23 September 1641: the Merchant Royal sinks with 1.5 million ounces of gold
On this day in 1641, the Merchant Royal became the most valuable shipwreck in history when it sank off Cornwall with over £20bn-worth of gold.
The early to mid-1600s was a strange time for England, in that it wasn't constantly at war with half of Europe. And while it was at peace with Spain, Captain John Limbrey hired out his services and those of his ship, the Merchant Royal, to ferry gold, silver and jewels to Spain from the New World, and supplies, troops and ammunition the other way, making some £10,000 for himself in the process.
On his final voyage across the Atlantic in 1641, his ship sprung a leak, so he put in to Cadiz for repairs. While docked there, a fire broke out on a neighbouring vessel. As it happened, that ship had been contracted to take a cargo of gold and silver to Antwerp to pay for Spanish troops in Flanders. Limbrey was happy to add the cargo to his already bulging hold.
The Merchant Royal and its sister ship, the Dover Merchant, set sail in tandem. In total, the Merchant Royal was carrying 100,000lb of gold – almost 1.5 million ounces worth around £20bn at today's prices – 400 bars of Mexican silver and nearly 500,000 pieces of eight, plus “as much again in jewel”.

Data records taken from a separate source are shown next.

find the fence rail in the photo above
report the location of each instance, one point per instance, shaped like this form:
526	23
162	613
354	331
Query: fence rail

But on this day in 1641, as they approached the English Channel in poor weather, disaster struck. The ship's pumps broke and it began taking in water. The crew launched the ship's longboat and called for Limbrey to join them. But he was adamant he was staying with his treasure, claiming he'd worked hard in Spain to amass his fortune.
It didn't take long for him to reconsider, however, and soon he fired the ship's cannon to alert the Dover Merchant, which came to his assistance. He was the last man off the ship alive.
The Merchant Royal went down some 30 miles or so off Land's End. None of the treasure has ever been found.